The fix was unglamorous: hybrid retrieval — keyword search alongside vectors — then a reranking pass, tuned question by question against that gold set. Recall@5 now sits around 0.85. That figure is retrieval recall, not answer accuracy: it measures whether the right evidence reaches the model at all, which caps everything downstream.

What keeps the number honest is the gate: every retrieval change re-runs the gold set in CI, and a change that scores below the current baseline does not ship. The same logic runs in the simulation below, and in the public harness.

The case study → How to evaluate a RAG system — the method, written up → rag-eval-harness — the public repo →

A working simulation — go on, ship something bad

Break the deploy.

Eight gold questions, three candidate changes, one gate.

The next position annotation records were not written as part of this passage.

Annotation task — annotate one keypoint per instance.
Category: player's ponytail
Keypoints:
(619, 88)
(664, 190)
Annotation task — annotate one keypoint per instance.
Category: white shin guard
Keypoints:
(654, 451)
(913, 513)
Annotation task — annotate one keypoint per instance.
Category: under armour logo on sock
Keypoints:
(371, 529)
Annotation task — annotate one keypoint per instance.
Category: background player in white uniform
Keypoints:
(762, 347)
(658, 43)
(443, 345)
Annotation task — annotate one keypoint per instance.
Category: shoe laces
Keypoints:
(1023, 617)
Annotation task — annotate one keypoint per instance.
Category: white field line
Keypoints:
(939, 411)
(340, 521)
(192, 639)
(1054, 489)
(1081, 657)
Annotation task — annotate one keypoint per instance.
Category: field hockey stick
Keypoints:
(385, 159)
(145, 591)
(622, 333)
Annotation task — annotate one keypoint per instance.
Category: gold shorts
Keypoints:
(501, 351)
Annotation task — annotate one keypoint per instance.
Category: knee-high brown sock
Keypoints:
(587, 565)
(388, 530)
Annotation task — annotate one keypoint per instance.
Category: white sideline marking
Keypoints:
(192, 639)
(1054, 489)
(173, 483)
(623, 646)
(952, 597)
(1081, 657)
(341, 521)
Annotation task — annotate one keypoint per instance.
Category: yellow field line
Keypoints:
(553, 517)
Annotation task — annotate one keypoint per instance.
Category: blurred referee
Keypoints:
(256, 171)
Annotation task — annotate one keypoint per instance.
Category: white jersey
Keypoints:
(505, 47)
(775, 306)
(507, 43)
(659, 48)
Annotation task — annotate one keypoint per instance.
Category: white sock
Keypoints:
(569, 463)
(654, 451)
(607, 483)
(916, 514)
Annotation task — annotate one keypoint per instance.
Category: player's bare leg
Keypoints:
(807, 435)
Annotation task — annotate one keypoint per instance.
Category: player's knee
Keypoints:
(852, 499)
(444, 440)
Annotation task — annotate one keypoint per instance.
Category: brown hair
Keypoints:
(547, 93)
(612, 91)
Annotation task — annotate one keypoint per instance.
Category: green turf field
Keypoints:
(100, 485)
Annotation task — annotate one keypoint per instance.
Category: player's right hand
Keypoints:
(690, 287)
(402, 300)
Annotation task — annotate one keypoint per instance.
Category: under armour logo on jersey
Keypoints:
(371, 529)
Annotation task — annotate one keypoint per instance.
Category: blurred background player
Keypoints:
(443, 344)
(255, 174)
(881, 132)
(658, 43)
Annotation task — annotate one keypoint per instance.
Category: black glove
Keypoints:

The threshold is 0.80.

Gold-set results for the selected change
Gold question	Top-5 result
What’s the weekend call-out fee?	✓ in top 5 — rank 1
Which jobs need a permit to work near a watercourse?	✓ in top 5 — rank 2
What’s the cancellation policy inside 24 hours?	✓ in top 5 — rank 1
Who signs off a discount above 10%?	✓ in top 5 — rank 1
What PPE does confined-space entry require?	✓ in top 5 — rank 3
How do we invoice a job that spans two sites?	✗ not in top 5the evidence is split across two documents
What does error E-17 on the jetting unit mean?	✓ in top 5 — rank 1
When was the fleet insurance last renewed?	✓ in top 5 — rank 2

How the production systems are built.

Facts a code review would confirm.

Webhook handlers are idempotent — a retried delivery can’t create a second job or a second invoice.
Outbound calls respect provider rate limits; retries are capped and dead-lettered, never infinite.
API tokens are least-privilege — the quoting service can read the CRM, not delete from it.
Writes with real consequence stop for human sign-off — money out, records with legal weight. Automation drafts; a person commits.
Every automated change lands in an audit log: what changed, which system triggered it, when.
Every deploy carries a quality number, so a regression shows on a graph before it shows as a complaint.
Secrets live in the environment, never the repository; each environment has its own credentials.
If an automation stops, work falls back to a human queue — the failure mode is manual, not silent.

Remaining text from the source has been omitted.